Giter Site home page Giter Site logo

rpcdsearch's Introduction

Build Status

rpcdsearch

Identifies relevant clinical codes and automates the construction of clinical code lists

David A. Springate, Evangelos Kontopantelis, Ivan Olier.

Development of this package has been frozen. This package has been merged with the rEHR package. See the rEHR codelists vignette for details and see the Introduction to rEHR vignette for more details on this package. Further updates will be made there.

Clinical code search and build methodology will be published in a forthcoming paper.

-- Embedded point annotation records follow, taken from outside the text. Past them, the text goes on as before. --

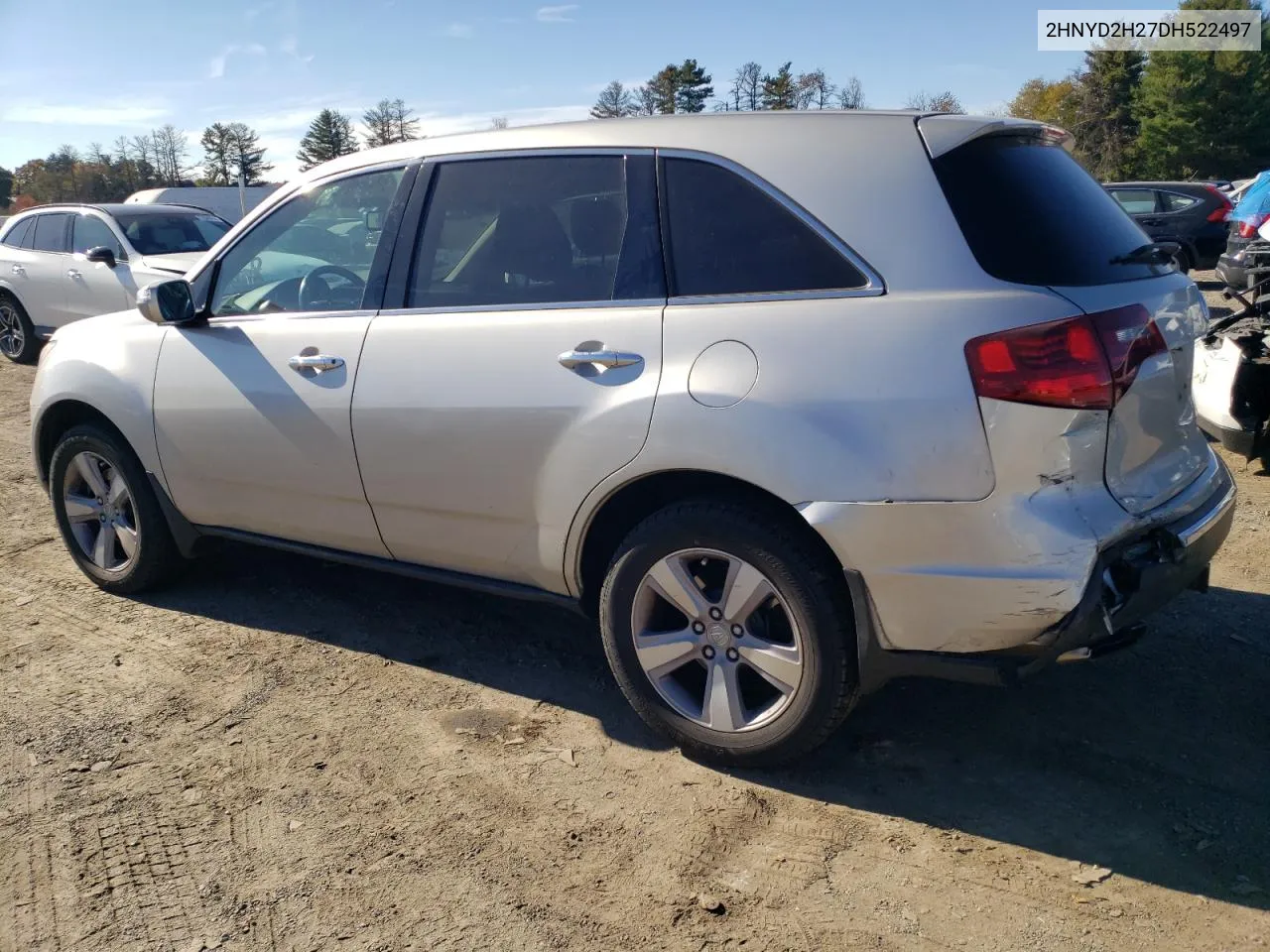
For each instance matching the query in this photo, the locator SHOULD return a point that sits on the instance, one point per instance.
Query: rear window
(1032, 214)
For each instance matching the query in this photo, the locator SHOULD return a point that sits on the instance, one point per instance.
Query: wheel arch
(58, 419)
(630, 503)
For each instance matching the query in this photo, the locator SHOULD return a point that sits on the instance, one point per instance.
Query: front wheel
(728, 635)
(108, 515)
(18, 340)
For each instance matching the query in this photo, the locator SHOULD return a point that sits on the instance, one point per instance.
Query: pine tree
(1205, 113)
(244, 154)
(217, 169)
(663, 87)
(330, 135)
(1105, 127)
(613, 103)
(780, 91)
(388, 122)
(693, 87)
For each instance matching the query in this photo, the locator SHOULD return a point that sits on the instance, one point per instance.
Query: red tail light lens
(1223, 211)
(1060, 363)
(1129, 336)
(1248, 227)
(1086, 362)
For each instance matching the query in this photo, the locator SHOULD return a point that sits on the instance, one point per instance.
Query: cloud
(216, 64)
(291, 48)
(443, 125)
(557, 14)
(117, 112)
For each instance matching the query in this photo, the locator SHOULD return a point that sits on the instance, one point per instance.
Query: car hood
(177, 263)
(104, 326)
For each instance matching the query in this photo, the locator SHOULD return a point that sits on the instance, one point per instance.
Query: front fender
(107, 365)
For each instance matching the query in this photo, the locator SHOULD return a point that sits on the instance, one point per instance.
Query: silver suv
(64, 262)
(793, 403)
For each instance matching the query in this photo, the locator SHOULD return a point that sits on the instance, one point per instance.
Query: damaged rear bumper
(1132, 578)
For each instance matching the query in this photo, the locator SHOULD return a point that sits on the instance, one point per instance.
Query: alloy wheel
(13, 339)
(716, 642)
(100, 512)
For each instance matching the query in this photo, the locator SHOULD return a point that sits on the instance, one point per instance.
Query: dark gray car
(1192, 213)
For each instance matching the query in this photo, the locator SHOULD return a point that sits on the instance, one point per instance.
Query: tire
(807, 593)
(18, 340)
(84, 515)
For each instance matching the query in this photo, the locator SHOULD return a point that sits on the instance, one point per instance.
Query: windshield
(172, 232)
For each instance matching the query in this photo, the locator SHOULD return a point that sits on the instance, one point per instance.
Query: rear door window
(728, 236)
(50, 232)
(91, 231)
(1135, 200)
(539, 230)
(1174, 202)
(1032, 214)
(18, 232)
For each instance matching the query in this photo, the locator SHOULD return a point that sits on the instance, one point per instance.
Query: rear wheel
(108, 515)
(725, 634)
(18, 340)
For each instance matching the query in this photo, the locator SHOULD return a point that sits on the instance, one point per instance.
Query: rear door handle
(316, 362)
(572, 359)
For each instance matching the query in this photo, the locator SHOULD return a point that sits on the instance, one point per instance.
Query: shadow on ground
(1153, 763)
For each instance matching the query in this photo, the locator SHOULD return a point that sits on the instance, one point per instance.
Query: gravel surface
(285, 754)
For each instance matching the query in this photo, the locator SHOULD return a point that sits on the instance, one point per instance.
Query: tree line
(1165, 114)
(688, 87)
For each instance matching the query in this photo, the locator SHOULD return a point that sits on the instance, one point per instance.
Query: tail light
(1248, 227)
(1086, 362)
(1223, 211)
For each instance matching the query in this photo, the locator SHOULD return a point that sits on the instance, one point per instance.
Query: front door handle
(572, 359)
(316, 362)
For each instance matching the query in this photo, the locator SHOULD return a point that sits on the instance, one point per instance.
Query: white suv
(63, 263)
(693, 373)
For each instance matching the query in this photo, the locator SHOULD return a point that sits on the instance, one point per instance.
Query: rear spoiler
(944, 132)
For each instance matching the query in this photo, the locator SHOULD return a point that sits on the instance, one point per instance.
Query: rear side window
(1032, 214)
(540, 230)
(1175, 202)
(13, 239)
(50, 232)
(1135, 200)
(728, 236)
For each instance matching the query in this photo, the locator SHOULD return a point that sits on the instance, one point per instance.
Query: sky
(79, 72)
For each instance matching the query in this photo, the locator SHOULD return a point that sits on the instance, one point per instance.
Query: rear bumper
(1130, 579)
(1230, 271)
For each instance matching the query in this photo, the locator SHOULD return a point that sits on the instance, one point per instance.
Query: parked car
(1250, 213)
(223, 200)
(64, 262)
(1192, 213)
(965, 463)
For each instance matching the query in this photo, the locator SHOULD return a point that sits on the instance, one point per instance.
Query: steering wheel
(309, 294)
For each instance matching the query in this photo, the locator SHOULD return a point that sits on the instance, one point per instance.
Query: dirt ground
(285, 754)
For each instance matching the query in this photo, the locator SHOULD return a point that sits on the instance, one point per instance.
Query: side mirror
(102, 255)
(167, 302)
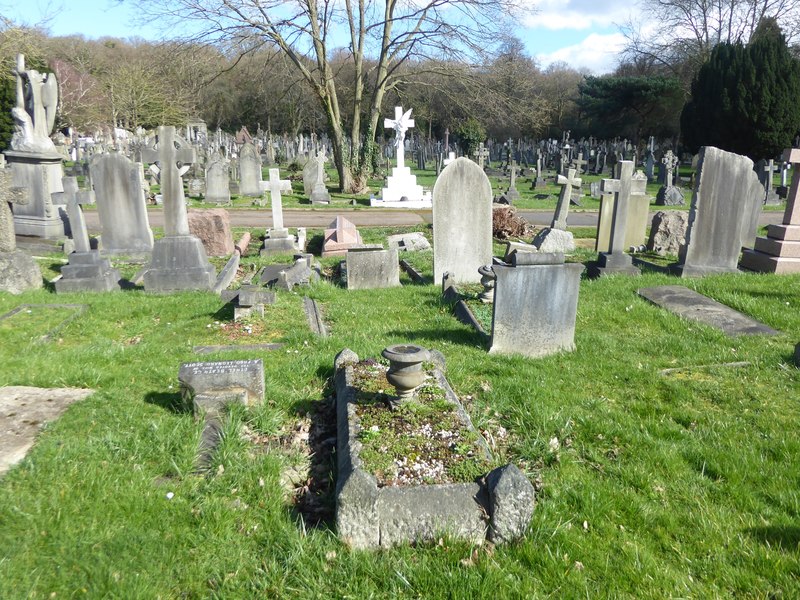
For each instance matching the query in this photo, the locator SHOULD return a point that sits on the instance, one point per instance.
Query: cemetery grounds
(665, 454)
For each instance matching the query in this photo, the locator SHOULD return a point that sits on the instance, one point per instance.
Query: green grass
(651, 484)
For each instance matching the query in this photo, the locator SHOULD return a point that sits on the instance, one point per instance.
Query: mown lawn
(652, 483)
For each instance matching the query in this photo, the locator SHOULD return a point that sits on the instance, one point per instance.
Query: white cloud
(579, 14)
(598, 53)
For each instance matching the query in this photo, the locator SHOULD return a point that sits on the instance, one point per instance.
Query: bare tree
(378, 36)
(688, 30)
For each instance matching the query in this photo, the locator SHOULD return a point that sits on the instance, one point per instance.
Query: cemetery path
(319, 218)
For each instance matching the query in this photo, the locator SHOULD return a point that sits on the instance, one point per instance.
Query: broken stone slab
(690, 305)
(24, 411)
(225, 378)
(368, 516)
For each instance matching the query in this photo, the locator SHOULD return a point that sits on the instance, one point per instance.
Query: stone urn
(405, 368)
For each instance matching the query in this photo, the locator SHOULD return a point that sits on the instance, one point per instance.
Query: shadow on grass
(786, 537)
(314, 244)
(170, 401)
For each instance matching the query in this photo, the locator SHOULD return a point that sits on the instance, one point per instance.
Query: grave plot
(411, 465)
(37, 322)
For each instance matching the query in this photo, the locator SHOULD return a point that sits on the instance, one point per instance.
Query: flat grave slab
(690, 305)
(24, 411)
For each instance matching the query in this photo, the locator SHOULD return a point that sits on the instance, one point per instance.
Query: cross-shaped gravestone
(276, 185)
(401, 123)
(621, 188)
(769, 169)
(77, 224)
(176, 221)
(482, 154)
(562, 208)
(670, 161)
(9, 195)
(579, 162)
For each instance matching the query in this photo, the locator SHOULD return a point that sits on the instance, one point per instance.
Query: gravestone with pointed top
(179, 260)
(87, 271)
(616, 261)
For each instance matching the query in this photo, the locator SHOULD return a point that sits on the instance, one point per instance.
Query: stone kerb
(497, 507)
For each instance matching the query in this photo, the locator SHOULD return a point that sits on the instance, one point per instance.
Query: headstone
(340, 236)
(213, 227)
(278, 240)
(179, 261)
(371, 268)
(218, 180)
(34, 161)
(535, 305)
(401, 186)
(668, 232)
(411, 242)
(693, 306)
(779, 252)
(462, 222)
(18, 271)
(615, 261)
(86, 271)
(319, 193)
(249, 171)
(121, 206)
(723, 217)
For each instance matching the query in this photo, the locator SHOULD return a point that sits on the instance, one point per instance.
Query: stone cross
(482, 154)
(579, 162)
(769, 169)
(621, 188)
(562, 208)
(670, 161)
(276, 185)
(401, 123)
(176, 221)
(9, 195)
(80, 234)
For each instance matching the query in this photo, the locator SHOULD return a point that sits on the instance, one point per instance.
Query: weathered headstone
(218, 180)
(213, 228)
(615, 260)
(121, 206)
(462, 222)
(278, 240)
(249, 171)
(179, 261)
(18, 271)
(668, 232)
(340, 236)
(87, 271)
(535, 305)
(723, 218)
(779, 252)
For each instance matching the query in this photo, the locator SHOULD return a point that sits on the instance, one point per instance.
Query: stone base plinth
(88, 272)
(179, 263)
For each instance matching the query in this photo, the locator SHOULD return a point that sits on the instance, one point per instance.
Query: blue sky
(583, 33)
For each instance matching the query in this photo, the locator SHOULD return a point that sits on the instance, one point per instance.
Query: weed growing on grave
(421, 441)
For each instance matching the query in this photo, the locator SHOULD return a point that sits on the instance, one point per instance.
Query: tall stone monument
(779, 252)
(179, 261)
(35, 163)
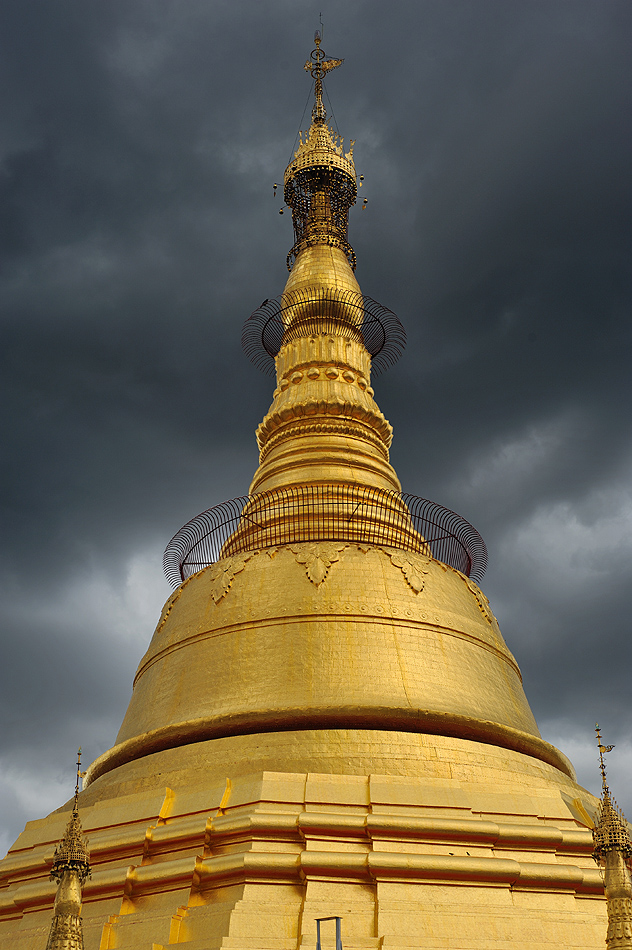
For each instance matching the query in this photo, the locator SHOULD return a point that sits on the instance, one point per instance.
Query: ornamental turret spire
(613, 850)
(70, 868)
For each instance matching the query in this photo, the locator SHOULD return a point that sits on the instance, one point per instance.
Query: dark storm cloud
(139, 142)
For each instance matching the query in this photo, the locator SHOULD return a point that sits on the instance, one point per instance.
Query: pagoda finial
(70, 868)
(318, 66)
(613, 850)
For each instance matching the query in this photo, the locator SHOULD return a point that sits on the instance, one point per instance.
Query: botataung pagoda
(328, 743)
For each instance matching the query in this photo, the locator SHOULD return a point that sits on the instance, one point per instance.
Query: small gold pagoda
(70, 869)
(327, 722)
(613, 850)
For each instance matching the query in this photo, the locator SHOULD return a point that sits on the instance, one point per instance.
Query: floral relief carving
(223, 573)
(481, 600)
(413, 566)
(317, 556)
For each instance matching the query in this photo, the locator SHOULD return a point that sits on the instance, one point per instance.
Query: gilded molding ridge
(373, 418)
(323, 428)
(298, 719)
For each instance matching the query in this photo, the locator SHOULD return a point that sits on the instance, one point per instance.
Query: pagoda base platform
(461, 846)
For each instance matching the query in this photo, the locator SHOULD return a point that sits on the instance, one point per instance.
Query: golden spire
(613, 850)
(318, 66)
(70, 868)
(320, 181)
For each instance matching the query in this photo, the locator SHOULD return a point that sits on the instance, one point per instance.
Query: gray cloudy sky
(139, 143)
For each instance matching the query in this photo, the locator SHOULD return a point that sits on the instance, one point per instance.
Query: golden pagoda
(328, 742)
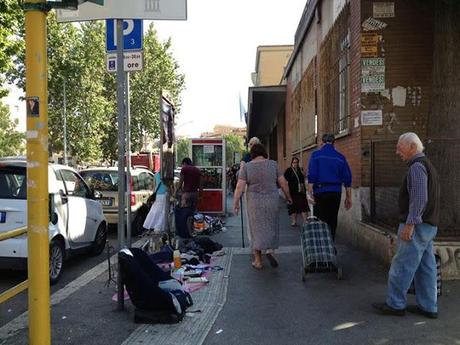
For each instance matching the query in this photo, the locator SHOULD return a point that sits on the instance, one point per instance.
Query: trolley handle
(311, 201)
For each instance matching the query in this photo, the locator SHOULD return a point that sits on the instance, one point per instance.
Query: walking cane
(242, 226)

rpcdsearch is not on CRAN but you can install from github using devtools:

install.packages("devtools")
require(devtools)
install_github("rEHR", "rpcdsearch")
require(rpcdsearch)

Building draft definition lists

Definition lists can be defined for:

  • clinical terms (by either text search or searching for matching clinical codes)
  • test terms (by text search)
  • medications (by either text search or product code)

Building definition lists is a two stage process:

  1. The search is defined by instantiating an object of class MedicalDefinition, containing the terms to be searched for in the lookup tables
  2. A definition_search is performed on the MedicalDefinition object and the relevant lookup tables to return a list of matching dataframes

A MedicalDefinition object can be either made using terms defined within R or with terms imported from an external csv file

Defining searches within R

Use the MedicalDefinition constructor function to generate search definitions. This takes the following arguments:

  • terms a list of character vectors representing clinical search terms or NULL
  • codes list of character vectors representing clinical code terms or NULL
  • tests list of character vectors representing test search terms or NULL
  • drugs list of character vectors representing drug search terms or NULL
  • drugcodes list of character vectors representing drug product code terms or NULL

vectors of length > 1 are searched for together (AND), in any order. Different vectors in the same list are searched for seperately (OR). Placing a "-" character at the start of a character vector element excludes that terms from the search.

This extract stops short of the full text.